Lutherans do not believe in any sort of earthly millennial kingdom of Christ either before or after his second coming on the last day. Lutherans teach that, at death, the souls of Christians are immediately taken into the presence of Jesus, where they await the second coming of Jesus on the last day. On the last day, all the dead will be resurrected. Their souls will then be reunited with the same bodies they had before dying. The bodies will then be changed, those of the wicked to a state of everlasting shame and torment, those of the righteous to an everlasting state of celestial glory. After the resurrection of all the dead, and the change of those still living, all nations shall be gathered before Christ, and he will separate the righteous from the wicked. Christ will publicly judge all people by the testimony of their deeds, the good works of the righteous in evidence of their faith, and the evil works of the wicked in evidence of their unbelief. He will judge in righteousness in the presence of all people and angels, and his final judgment will be just damnation to everlasting punishment for the wicked and a gracious gift of life everlasting to the righteous.
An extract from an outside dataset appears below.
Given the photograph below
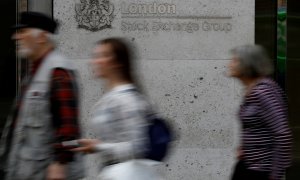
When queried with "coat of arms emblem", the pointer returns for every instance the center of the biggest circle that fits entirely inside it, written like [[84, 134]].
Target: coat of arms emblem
[[94, 15]]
Many Lutherans place great emphasis on a liturgical approach to worship services; although there have always been substantial non-liturgical minorities, for example, the Hauge Lutherans from Norway. Music forms a large part of Lutheran services. Lutheran hymns are sometimes known as chorales. Lutheran hymnody is reputed for its doctrinal, didactic, and musical richness. Many Lutheran churches are active musically with choirs, handbell choirs, children's choirs, and occasionally carillon groups that ring bells in a bell tower. Johann Sebastian Bach, a devout Lutheran, composed music for the Lutheran church.
Many Lutherans also preserve a liturgical approach to the celebration of Communion (or the Lord's Supper), emphasizing the sacrament as the central act of Christian worship. Lutherans believe that the actual body and blood of Jesus Christ are present in, with and under the bread and the wine. This belief is called Real Presence or Sacramental Union and is different from consubstantiation and transubstantiation. Additionally Lutherans reject the idea that communion is a mere symbol or memorial.
Besides the Divine Service, congregations also hold offices, which are worship services without communion. They may include Matins, Vespers, Compline, and Easter Vigil. Private or family offices include the Morning and Evening Prayers from Luther's Small Catechism. Meals are blessed with the Common Table Prayer, Psalm 145:15-16, or other prayers, and after eating the Lord is thanked, for example, with Psalm 136:1. In addition, Lutherans use devotional books, from small daily devotionals, for example, Portals of Prayer, to large breviaries, including the Breviarium Lipsiensae and Treasury of Daily Prayer.